At the current pace of deployment, renewable energy and storage can replace fossil fuels in two decades. “Even without accounting for climate damages or climate policy co-benefits, transitioning to a net-zero energy system by 2050 is likely to be economically beneficial,” they conclude. 

Low-cost wind and solar power met more than a tenth of global electricity demand for the first time in 2022, even amid a surge in electricity demand, according to BloombergNEF’s Power Transition Trends. 

Renewable energy deployment is getting a boost from corporations looking for low-cost, carbon-free sources of power. Amazon, already the largest corporate buyer of renewable energy, this week announced 71 new renewable energy projects, including solar farms in India, Poland and South America, to help reach its goal of 100% clean energy by 2025. The new projects bring Amazon’s total to 379 renewable energy projects across 21 countries. 

Asset owners

Asset owners looking for long-term, sustainable opportunities are helping drive the shift. The Net Zero Asset Owners Alliance has expanded to 74 members representing $10.6 trillion in assets, according to the group’s second impact report released at Climate Week. About two-thirds of that, or $7.2 trillion, is aligned with a 1.5 degree warming target or limited overshoot scenario.
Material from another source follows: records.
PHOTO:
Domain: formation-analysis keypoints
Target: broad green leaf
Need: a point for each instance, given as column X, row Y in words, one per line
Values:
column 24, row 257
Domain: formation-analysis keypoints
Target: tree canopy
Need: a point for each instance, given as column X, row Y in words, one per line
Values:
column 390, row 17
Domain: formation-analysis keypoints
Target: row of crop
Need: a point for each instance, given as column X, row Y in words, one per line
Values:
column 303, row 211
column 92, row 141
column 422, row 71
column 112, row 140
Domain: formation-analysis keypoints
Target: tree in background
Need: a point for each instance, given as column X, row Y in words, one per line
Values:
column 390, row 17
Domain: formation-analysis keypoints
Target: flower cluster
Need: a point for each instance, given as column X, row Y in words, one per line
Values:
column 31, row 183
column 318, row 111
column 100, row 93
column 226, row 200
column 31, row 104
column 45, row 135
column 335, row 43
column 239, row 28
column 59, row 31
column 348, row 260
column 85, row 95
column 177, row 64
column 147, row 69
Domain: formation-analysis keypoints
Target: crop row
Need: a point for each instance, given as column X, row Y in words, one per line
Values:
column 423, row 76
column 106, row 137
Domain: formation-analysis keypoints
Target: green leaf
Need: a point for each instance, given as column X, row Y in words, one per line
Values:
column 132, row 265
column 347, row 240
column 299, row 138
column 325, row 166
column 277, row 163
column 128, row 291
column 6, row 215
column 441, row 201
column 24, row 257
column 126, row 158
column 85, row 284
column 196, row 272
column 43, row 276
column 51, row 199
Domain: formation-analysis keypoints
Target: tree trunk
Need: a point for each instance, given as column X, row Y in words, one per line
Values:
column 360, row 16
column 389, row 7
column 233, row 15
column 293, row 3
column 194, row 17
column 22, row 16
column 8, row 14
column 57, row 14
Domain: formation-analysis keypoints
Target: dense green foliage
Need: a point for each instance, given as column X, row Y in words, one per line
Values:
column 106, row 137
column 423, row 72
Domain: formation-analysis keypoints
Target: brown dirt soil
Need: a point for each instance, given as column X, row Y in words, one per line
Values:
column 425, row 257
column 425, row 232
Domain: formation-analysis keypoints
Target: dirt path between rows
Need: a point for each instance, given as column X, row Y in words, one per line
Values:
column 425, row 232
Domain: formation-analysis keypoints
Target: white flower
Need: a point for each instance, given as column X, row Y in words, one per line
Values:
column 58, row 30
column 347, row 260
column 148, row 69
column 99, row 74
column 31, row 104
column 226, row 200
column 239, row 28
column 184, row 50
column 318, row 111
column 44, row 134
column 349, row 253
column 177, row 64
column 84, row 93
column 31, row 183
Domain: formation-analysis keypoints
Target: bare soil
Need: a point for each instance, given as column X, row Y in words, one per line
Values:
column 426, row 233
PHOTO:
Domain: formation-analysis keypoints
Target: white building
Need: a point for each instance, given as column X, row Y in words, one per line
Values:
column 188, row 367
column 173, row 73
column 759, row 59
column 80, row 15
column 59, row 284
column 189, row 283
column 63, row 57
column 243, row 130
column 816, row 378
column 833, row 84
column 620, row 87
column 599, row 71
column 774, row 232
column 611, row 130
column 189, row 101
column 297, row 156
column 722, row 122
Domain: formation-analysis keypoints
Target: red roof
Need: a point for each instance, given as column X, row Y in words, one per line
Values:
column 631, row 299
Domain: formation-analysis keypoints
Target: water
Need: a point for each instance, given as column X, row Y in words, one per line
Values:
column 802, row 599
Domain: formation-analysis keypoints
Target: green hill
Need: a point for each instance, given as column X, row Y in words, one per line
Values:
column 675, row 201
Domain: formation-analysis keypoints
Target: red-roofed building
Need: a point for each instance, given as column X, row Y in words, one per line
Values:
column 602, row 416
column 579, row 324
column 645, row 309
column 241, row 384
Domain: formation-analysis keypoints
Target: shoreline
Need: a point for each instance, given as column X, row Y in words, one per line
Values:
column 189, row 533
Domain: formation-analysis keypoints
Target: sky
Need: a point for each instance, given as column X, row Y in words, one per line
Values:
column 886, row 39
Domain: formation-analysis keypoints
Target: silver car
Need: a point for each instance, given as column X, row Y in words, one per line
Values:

(At the same time, banks that are part of the broader Glasgow Financial Alliance for Net Zero, or GFANZ, led by former Bank of England chief Mark Carney, are threatening to pull out over more stringent requirements they say leave them open to legal challenges).

Norway’s $1.2 trillion sovereign wealth fund will push companies it invests in to achieve net zero emission by 2050. It will also focus on engagement with the 174 companies that are the biggest emitters of greenhouse gasses in its portfolio. 

Land use transition

Deforestation may be the ‘new coal’ — aka, the pariah in investors’ portfolios. Policy and consumer behavior shifts could drive a rapid land-use transition as profound as the energy transition, warns a new report by the Race to Zero, a U.N.-backed global alliance of business and government leaders. Food and agriculture companies that fail to respond could lose a quarter of their value by 2030, and investors could see up to $150 billion in losses.

Companies that move quickly to develop nature-positive, resilient solutions could generate up to $4.5 trillion of new business opportunities annually by 2030. “The thriving companies and investors of tomorrow will be those who move early to align their business models with, and help accelerate, the land use transition,” write Nigel Topping and Mahmoud Mohieldin, who lead the Race to Zero alliance.  

Loss and damages

A looming issue ahead of the COP27 climate summit is whether wealthy nations will provide financial assistance to help developing countries adapt to climate impacts they had little hand in creating. Denmark became the first country to commit to “loss and damages” this week, with a $13 million (100 million Danish crowns) commitment.

Denmark’s northern peers have been less receptive. “Sweet nothings,” is how African climate activist Vanessa Nakate summed up the pledges and promises of developed nations at a U.N. General Assembly meeting after leaders dodged her request to commit to funding loss and damages at the upcoming COP27 climate summit in Egypt.

UN chief António Guterres, fresh from a trip to flood-ravaged Pakistan, called on developed economies to tax the windfall profits of fossil fuel companies to help struggling countries recover.